CNC is a central SDN controller, and manges all Spine and Leaf nodes. It integrates with Neutron server via Neutron plugins, and is able to dynamically add configurations to Spine/Leaf nodes.
Neutron changes:
- Add CNC ML2 & L3 plugins
- New finite state machine (FSM) for port status
- New APIs interact with CNC
- DB schema changes
Below is the monitoring panel for the neutron port states in a real data center.
Fig 8. Monitoring Panel for Neutron Port States
2.3 HW + SW Topology
Fig 9. HW + SW Topology of the Designed SDN Solution
Fig 9 is the overall HW + SW topology.
VxLAN encap/decap is done on the leaf nodes. If we draw a horizeontal line to cross all Leaf nodes, this line splits the entire network into underlay and overlay. The bottom part (below leaf) belongs to underlay and is isolated by VLAN; The above part (above leaf) is overlay and isolated by VxLAN.

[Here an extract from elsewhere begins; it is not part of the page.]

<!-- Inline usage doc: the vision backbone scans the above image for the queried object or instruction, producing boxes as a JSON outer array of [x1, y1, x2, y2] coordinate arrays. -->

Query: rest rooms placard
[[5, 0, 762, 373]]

Underlay is controlled by Neutron server, OVS and neutron-ovs-agent, overlay is controlled by CNC. CNC integrates with Neutron via Neutron plugins.

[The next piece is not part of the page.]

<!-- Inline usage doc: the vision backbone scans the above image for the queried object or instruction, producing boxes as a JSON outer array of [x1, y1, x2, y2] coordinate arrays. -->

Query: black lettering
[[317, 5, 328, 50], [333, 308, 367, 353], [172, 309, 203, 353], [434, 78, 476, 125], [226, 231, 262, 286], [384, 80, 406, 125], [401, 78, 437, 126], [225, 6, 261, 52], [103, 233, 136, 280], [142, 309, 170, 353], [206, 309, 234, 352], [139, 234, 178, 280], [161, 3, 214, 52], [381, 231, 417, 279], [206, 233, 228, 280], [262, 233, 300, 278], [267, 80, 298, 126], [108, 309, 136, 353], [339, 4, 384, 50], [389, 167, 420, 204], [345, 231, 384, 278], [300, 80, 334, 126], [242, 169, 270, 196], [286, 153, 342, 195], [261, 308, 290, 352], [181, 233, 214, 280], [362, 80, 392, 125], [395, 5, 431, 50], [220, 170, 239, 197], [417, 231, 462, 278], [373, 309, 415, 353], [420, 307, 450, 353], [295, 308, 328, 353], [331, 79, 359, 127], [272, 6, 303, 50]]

As has been said, this is a joint work by cloud network team & data center network team. We cloud network team focuses mainly on the underlay part.
2.4 Spawn An Instance
In this solution, when spawning an instance, how the instance’s network gets reachable?
Fig 10. Flow of Spawn An Instance
Major steps depicted in Fig 10:
- Nova API (controller node): Create instance -> schedule to one compute node
- Nova compute: spawn instance on this node
- Nova compute -> Neutron server: create neutron port
- Neutron server: create port (IP, MAC, GW, etc)
- Neutron server -> CNC plugin -> CNC: send port info
- CNC: save port info to its own DB
- Neutron server -> Nova compute: return the created port’s info
- Nova compute: create network device (virtual NIC) for instance, configure device (IP, MAC, GW, etc), then attach it to OVS
- OVS agent: detect new device attached -> configure OVS (add flow) -> Underlay network OK
- Nova compute -> Neutron server: update port
host_id
. The message is something like this: port1234
is on hostnode-1
- Neutron server -> CNC: update port
host_id
, something like this: port1234
is on hostnode-1
- CNC: retrieve database, get the leaf interfaces that
node-1
connected to, dynamically add configurations to these interfaces -> Overlay network OK - Both underlay and overlay networks OK -> instance reachable
In Fig 10, black lines are legacy OpenStack flows, and blue lines are newly added by us.
2.5 Summary
A summary of the SDN-based large L2 network solution.
HW
First, HW network model evolved from hierarchical (3-layer) network to Spine-Leaf (2-tier). With the Spine-Leaf full-mesh connectivity, server-to-server latency gets more lower. Spine-Leaf also supports distributed gateway, which means all leaf nodes act as gateway for the same network, not only decreased the traversing path, but also alleviated the bottleneck of central gateways.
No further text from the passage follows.